Disney Friends is easy to praise, but there are flaws, too. Most of the game text is incredibly tiny, and there's a lot of reading at the beginning, which may thwart some very young gamers who would otherwise have fun here (so play with them!). The games tend to get a little monotonous over time, too, and so filling up your Guardian points can get trying ... but since you don't have the same responsibilities of other pet sims, you can pretty much just focus on the things you prefer doing and ignore the rest. That's another nice design choice, and one that seems particularly geared toward offering younger gamers a great experience.

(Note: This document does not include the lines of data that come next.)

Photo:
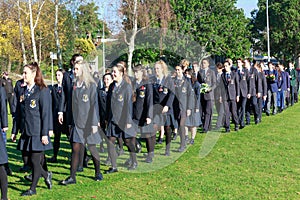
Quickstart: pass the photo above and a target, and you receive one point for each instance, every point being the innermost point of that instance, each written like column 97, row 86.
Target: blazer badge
column 85, row 98
column 32, row 103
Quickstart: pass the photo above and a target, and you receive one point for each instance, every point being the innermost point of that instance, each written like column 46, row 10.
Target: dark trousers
column 251, row 105
column 260, row 107
column 206, row 114
column 221, row 114
column 230, row 108
column 241, row 107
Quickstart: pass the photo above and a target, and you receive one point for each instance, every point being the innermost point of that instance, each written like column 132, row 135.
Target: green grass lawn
column 259, row 162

The stylus is not always as precise as it could be, and sometimes items and toys end up in hard-to-access areas, which can present a problem, but it's rare. A few more mini-games would have been nice, too, or even just a little more variety in the ones that are on offer (particularly the drawing game). But these smaller problems are also offset by some of the game's strengths, like the great voice acting, which sounds very like the original actors (and might be, in some cases). The characterization is also particularly sharp. Pooh acts, well, like Pooh Bear should act, Dory is dumb as hell and very funny, and spending time with the Disney characters quickly became something of a guilty pleasure, and one I will deny to my death.
All in all, this is a very solid title, and one of the great examples of the child-friendly games available on the DS. So often, games for kids tends to mean "games no one spent time on," and that's no way to train the future generation of gamers.
Final verdict: 7.5/10 -- A well-crafted experience, but never a very deep one. While that's might be a benefit for part of the target audience, a little more in the way of mini-games would have been nice.